Lanchester does as good a job as any of navigating the financial crisis, and does so without the rather self-aggrandising style of Naseem Taleb. While it's a bit difficult to know who Lanchester's target audience is, I think I might fit into it, having a basic grasp of economics and some tolerance of the rather abstract ideas (derivatives, bonds markets, ratings, etc.) that have to be explained.
Nobody involved in the deeply shameful events covered by this book (save a few fellow journalists and passing whistle-blowers) emerges looking good. Most, like Nick Fuld and Fred Goodwin, end up looking downright evil. And readers should not escape the conclusion that Ayn Rand stands as one of the most evil figures of all, if not one of the most evil of the entire 20th century - being as she is the patron saint of the cult of laissez faire capitalism that Lanchester demonstrates so unequivocally lay behind the whole disaster. So there is perhaps some schadenfreude to be had in his observation that the almost total deregulation of the financial sector has produced banks and other institutions that are "too big to fail". The result of this being that we now have "a 100 percent pure form of socialism for the rich". Lanchester leaves this most towering of ironies for the reader (and any unreconstructed fans of Rand) to ponder when considering the future of finance. As for Rand's good friend and protégé Alan Greenspan, this book leaves you earnestly hoping he is not left to tend so much as a whelk stall.
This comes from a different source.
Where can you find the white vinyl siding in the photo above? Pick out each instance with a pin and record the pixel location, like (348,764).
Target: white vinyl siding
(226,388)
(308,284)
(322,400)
But after Rand, Greenspan et.al., the list of the complicit trails off into the distance. And in this Lanchester leaves some unanswered questions. Why, for instance, is there a free market in ratings agencies? Their particular (and of course unpunished) venality is perhaps the single largest catalyst of the crisis, but Lanchester never elucidates this beyond a mention of a SEC review of the way they worked in the 1970's.
However, a far bigger problem with the book is that Lanchester (in common with all other writers on the subject, it has to be said), does a poor job of explaining in layman's terms just why the financial industry is so important in modern economics. Why should it visit upon so many people such immense hardship in the event of it malfunctioning? We can understand why coal, shipping or motor manufacturing is important, so when those industries collapse, the social consequences are that much easier to understand. But why do banks have to exist? Lanchester says they should merely be "money making machines" - like shoe factories? Like bus companies? Why too is the shadow banking industry so critical to preserve? What would have happened to us all had the derivatives markets, the stocks and bonds markets, the mortgage lenders, hedge funds and myriad other largely unknowable and (even to themselves) unknown industries simply been allowed to go the way of, say, British shipbuilding or Detroit motors?
Perhaps this is just too hard to explain. But it's worth asking because Lanchester uses some of the consequences of the crash to illustrate the enormity of it all - yet declines to follow through with anything that really satisfies as to *why* it had to be like that. So we have to take it on faith that the "abyss" (which Lanchester and others so like to say we were staring at were it not have been for the efforts of governments to spend all our money stopping us falling over the edge) would have been A Very Bad Place.
A comprehensive review of the credit crunch and the systematic removal of any effective regulation of the financial industry should also include some examination of the rise of political lobbying, "revolving doors" and the open corruption on display in the US Congress in particular. All of which is still on the rise and in parallel with the events dealt with in the book. Lanchester skates over this a bit too lightly.
Similarly, he comes up rather empty handed in his ending remarks about people learning to know when they have "enough". He seems to forget that 99% of everyone in the world has almost nothing. We are not all in this together, by any means.
However, unlike Taleb, who tends to get carried away with largely useless classical or quasi-psychological allusions in dealing with the wider human context of the crisis, Lanchester provides some good historical background to the creation of what he identifies as the "climate" that eventually allowed it all to happen. While others mention Thatcher and the Big Bang, he also identifies the fall of Communism as one of the crucial factors in how Western economics lost its moral compass (His example of the rehabilitation of torture under the Bush administration is a good one). In this it appears unclear whether he would also see the credit crunch as the beginnings of something which has even greater consequence, but you get the impression he might.
I knew something of the crisis before I started the book, and now feel more solidly informed. I only wish I knew what to do about that because it's all still a lot of sound and fury without any real understanding underneath. Perhaps I'll vote for the Pirate Party in the next election, just as they are in Iceland.